– Ну да. И если мне только будет позволено, замечу, что их команда круче нашей. – Она картинно обмахивается ладошкой. – Рассел Фредерик, это же… Ух! Ну как можно отказать этому рыженькому.

Как раз сейчас Рассел Фредерик принял боевую стойку и наступает на Ноа Диаса. Футбола в средней школе не бывает без того, чтобы квотербеки соперничающих команд не сцепились друг с другом. Уверена на все сто, есть где-то такие правила, выбитые на мраморной плите. За спиной Рассела поддержка – с полдюжины «центровых». За Ноа – наши ребята. Харрисон.

– Приложили вас… жестко, – говорит Рассел. Этот парень, он просто вытесан из камня, честное слово. Плечи широкие, как мост. Смотрит с издевкой на Ноа. – Я бы тоже плакал.

– Хочешь, чтобы я тебе нос подровнял? – парирует Ноа и сжимает кулаки; готов ответить, если допекут, не только словами. Продолжение следует – кто-то сопит, кто-то бурчит. Противники обмениваются оскорбительными и язвительными репликами.

Зеваю. Я так погрязла в унылой рутине, что даже этот спектакль в декорациях вечеринки уже нисколько меня не трогает.

– Эй, Харрисон, хочешь словить еще? – кричит один из «центровых». Я отыскиваю источник звука и обнаруживаю того самого парня с бронзовой кожей и приятным запахом одеколона, на которого наткнулась пару минут назад. Вот, оказывается, почему я его не знаю, – он учится в Уэстервилль-Сентрал, а сюда заявился с остальными футболистами, заранее планируя устроить разборки. И вот теперь он задирает не кого-нибудь, а именно Харрисона.

Идея далеко не самая лучшая. Как обычно, когда его провоцируют, Харрисон подается вперед – вот уж у кого кулаки чешутся. В той стычке в прошлый уик-энд ему разбили губу – возможно, этот самый парень, который и сейчас выбрал его мишенью для своих выпадов. Ту разбитую губу я весь вечер лечила поцелуями. Может быть, сегодня придется повторить.

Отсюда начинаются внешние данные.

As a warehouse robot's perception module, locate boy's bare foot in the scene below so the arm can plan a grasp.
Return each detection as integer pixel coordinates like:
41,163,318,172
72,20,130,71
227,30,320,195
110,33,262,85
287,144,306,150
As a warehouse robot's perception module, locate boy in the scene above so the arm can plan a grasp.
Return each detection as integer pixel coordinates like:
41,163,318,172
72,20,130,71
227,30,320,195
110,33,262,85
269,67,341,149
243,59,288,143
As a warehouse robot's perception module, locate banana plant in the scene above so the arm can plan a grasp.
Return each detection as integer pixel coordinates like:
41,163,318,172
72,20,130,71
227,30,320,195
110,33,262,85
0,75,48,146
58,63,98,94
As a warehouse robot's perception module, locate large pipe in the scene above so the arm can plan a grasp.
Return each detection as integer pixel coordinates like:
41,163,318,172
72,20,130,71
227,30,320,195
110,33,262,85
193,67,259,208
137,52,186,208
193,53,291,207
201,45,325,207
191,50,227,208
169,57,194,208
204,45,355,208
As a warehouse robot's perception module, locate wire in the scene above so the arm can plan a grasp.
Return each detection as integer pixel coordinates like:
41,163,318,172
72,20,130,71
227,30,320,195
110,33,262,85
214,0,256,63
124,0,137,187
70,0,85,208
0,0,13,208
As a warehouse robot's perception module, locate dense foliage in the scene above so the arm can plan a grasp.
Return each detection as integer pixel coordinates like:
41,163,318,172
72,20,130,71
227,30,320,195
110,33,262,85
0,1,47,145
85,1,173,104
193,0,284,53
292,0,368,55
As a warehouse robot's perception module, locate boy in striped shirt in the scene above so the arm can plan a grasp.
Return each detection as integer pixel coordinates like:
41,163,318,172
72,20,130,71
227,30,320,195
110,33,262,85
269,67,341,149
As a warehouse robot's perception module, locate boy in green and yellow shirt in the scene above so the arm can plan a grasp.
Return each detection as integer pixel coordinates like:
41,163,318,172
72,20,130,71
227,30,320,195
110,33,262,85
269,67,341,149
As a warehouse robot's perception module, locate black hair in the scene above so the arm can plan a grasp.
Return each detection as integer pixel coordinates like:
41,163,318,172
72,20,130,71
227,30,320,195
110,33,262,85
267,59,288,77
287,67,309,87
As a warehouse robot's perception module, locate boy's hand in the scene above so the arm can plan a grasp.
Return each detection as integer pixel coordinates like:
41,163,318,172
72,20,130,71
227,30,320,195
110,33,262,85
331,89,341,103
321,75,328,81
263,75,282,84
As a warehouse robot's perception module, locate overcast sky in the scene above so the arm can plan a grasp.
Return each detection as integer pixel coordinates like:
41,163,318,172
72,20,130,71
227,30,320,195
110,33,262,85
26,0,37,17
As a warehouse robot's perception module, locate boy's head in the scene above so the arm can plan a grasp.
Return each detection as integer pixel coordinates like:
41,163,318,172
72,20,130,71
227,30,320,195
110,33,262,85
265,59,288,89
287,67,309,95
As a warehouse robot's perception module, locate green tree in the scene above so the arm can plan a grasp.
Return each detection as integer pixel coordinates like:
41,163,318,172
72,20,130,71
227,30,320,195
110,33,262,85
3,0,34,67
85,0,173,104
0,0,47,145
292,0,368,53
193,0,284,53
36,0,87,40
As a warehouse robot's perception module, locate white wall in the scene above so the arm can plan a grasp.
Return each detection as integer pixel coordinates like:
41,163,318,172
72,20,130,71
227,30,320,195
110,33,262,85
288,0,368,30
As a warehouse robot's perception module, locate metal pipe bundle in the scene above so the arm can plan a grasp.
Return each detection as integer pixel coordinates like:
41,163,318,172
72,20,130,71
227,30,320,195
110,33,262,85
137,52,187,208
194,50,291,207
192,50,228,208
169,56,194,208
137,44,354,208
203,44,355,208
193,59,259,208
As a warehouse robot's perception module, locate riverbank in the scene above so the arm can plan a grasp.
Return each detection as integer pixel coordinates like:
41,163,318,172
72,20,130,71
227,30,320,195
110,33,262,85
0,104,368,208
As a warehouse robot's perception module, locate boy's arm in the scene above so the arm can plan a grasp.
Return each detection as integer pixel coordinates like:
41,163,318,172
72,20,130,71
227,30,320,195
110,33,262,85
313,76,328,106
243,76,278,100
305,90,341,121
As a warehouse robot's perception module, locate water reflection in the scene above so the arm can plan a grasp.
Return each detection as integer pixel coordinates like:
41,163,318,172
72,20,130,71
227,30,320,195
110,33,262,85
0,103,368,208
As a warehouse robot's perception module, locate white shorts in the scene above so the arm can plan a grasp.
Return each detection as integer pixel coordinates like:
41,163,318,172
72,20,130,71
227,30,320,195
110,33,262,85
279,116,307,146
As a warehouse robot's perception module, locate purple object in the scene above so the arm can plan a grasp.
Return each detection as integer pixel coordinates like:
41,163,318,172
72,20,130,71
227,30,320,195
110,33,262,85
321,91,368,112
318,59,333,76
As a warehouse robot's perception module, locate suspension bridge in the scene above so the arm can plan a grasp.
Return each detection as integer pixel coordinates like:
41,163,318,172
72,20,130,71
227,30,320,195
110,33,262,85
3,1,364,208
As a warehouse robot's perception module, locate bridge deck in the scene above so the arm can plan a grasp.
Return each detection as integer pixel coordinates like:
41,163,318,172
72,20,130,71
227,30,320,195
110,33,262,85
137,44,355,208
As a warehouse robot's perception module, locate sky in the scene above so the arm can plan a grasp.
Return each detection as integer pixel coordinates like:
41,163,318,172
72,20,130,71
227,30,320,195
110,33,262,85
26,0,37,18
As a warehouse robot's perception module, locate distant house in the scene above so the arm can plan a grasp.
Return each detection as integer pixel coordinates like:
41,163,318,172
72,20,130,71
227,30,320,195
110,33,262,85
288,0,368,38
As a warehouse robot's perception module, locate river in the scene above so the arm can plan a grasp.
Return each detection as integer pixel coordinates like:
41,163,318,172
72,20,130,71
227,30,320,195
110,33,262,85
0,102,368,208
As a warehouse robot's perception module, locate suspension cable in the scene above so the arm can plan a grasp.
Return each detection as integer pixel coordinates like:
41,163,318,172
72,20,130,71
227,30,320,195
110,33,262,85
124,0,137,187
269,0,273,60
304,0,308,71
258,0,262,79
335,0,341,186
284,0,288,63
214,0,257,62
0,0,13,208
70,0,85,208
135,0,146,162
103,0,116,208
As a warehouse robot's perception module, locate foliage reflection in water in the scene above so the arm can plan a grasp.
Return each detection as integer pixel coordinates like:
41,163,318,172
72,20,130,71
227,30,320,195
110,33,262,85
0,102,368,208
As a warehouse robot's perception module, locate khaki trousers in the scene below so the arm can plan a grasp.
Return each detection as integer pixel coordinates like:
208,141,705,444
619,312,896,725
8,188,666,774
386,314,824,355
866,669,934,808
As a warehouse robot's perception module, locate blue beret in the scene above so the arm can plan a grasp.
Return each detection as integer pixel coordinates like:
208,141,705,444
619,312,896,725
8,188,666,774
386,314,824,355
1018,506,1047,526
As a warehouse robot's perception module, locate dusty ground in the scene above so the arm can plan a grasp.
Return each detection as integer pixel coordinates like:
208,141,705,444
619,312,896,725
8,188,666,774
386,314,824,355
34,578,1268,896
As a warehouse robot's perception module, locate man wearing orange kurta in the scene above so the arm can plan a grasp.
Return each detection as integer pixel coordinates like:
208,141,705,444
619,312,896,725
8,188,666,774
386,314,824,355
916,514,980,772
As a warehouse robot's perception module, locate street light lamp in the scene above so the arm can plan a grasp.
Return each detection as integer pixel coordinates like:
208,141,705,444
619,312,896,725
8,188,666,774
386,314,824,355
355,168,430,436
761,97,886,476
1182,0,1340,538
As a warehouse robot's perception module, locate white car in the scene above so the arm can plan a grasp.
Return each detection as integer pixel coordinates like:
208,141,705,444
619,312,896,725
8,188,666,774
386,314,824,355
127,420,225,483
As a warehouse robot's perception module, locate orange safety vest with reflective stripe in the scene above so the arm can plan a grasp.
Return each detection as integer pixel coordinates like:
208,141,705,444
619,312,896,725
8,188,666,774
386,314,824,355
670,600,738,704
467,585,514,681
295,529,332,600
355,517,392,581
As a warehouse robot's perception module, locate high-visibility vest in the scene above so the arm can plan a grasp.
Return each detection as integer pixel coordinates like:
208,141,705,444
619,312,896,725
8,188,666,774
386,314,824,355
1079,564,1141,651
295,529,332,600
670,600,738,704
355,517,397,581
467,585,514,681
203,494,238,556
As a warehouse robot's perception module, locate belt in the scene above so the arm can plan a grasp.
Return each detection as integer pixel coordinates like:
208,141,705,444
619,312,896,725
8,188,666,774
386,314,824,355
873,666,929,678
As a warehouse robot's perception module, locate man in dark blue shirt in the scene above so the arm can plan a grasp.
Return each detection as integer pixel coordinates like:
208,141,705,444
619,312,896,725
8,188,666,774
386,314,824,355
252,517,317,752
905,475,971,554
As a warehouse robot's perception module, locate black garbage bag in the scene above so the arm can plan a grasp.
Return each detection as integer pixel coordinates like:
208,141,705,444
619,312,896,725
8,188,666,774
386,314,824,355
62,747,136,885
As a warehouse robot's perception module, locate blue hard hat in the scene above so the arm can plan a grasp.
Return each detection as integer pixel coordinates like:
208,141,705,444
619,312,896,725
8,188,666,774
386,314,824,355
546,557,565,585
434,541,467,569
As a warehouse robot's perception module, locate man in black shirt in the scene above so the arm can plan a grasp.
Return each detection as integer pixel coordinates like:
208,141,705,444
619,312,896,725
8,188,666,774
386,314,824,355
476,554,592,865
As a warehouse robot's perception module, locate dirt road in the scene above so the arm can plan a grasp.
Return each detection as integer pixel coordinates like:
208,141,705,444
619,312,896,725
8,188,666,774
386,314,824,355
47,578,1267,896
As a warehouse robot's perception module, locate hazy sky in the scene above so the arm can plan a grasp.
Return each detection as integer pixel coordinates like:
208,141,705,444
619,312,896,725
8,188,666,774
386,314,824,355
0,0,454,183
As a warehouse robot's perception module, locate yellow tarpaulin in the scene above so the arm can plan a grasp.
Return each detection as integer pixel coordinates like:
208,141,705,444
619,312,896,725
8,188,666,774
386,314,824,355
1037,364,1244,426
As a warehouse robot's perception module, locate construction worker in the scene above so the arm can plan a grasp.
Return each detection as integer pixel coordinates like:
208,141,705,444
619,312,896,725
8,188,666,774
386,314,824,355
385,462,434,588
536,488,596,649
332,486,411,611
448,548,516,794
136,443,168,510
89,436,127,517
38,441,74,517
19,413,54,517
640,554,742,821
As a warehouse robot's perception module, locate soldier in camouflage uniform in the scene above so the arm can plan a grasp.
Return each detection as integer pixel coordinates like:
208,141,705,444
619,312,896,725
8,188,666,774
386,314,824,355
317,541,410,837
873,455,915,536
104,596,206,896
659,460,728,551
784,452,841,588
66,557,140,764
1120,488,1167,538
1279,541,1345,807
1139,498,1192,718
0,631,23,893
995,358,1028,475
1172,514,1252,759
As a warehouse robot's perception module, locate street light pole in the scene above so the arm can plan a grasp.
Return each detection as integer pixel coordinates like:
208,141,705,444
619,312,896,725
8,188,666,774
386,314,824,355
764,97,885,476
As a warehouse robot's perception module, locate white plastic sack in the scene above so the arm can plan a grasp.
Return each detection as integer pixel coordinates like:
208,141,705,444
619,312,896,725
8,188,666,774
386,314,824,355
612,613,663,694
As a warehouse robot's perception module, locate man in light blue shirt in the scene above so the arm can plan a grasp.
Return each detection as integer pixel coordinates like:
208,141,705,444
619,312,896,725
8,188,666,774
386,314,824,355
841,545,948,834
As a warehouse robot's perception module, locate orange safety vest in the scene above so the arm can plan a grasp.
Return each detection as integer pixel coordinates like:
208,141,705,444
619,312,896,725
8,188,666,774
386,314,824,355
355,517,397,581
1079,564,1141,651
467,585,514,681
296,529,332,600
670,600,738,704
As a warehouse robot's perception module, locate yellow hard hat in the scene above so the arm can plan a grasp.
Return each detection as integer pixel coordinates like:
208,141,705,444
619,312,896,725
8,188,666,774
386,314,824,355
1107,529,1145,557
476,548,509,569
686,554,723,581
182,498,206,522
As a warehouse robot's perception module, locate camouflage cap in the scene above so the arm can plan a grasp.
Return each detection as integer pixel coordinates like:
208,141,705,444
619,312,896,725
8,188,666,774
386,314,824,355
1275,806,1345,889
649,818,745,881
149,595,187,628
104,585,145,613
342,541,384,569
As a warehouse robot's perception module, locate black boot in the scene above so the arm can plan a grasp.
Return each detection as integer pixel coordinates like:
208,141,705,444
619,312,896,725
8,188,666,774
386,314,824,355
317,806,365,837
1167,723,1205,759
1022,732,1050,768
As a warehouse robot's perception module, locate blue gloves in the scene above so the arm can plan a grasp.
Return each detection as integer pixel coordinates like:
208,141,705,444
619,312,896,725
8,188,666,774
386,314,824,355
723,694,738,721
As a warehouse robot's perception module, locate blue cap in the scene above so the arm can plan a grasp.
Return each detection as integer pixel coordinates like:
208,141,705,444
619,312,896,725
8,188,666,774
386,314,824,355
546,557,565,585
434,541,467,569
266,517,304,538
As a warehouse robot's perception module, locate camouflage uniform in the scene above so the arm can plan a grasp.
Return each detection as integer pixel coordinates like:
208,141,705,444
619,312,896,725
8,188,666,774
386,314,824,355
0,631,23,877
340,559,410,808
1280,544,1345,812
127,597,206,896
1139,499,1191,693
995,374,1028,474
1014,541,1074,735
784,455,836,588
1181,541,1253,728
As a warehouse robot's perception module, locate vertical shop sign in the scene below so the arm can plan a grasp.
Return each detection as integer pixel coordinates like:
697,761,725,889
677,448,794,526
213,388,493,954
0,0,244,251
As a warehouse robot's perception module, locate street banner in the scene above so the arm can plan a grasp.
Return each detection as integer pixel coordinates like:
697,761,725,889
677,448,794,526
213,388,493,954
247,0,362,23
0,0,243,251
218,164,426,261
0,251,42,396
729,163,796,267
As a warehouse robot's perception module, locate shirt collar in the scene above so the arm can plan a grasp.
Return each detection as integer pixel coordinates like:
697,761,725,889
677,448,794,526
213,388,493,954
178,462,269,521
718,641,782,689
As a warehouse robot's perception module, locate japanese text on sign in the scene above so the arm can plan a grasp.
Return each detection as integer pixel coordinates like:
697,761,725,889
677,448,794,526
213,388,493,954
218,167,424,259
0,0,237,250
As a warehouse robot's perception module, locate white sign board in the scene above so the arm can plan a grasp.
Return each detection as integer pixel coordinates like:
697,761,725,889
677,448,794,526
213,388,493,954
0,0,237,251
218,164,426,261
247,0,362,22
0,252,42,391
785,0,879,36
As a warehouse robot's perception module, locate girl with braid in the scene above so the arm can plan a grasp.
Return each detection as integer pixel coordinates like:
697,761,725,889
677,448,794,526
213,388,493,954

Харрисон бросается к противнику, и все остальные, будто только этого и ждали, приходят в движение. Я равнодушно наблюдаю за тем, как Ноа врезается в Рассела, как Энтони пронзает кулаком пустоту и как Харрисон хватает своего загадочного оппонента, который явно имеет к нему какие-то претензии. Мальчишки. Иногда я их просто терпеть не могу. Они так болезненно самолюбивы, так отчаянно рвутся показать себя.

Все кричат, толкаются, наших парней призывают вымести «центровых» вон и вообще всячески подталкивают к тому, чтобы перейти к более активным действиям. Лишь две девчонки просят ребят остановиться, подавляющее же большинство даже не пытаются вести себя как цивилизованные люди. Я не вмешиваюсь и довольствуюсь тем, что наблюдаю за Харрисоном. Ему удалось прижать противника к стойке и провести захват, но тот ловок и быстр. Вывернувшись, он выплескивает в грудь Харрисону содержимое попавшей под руки чашки.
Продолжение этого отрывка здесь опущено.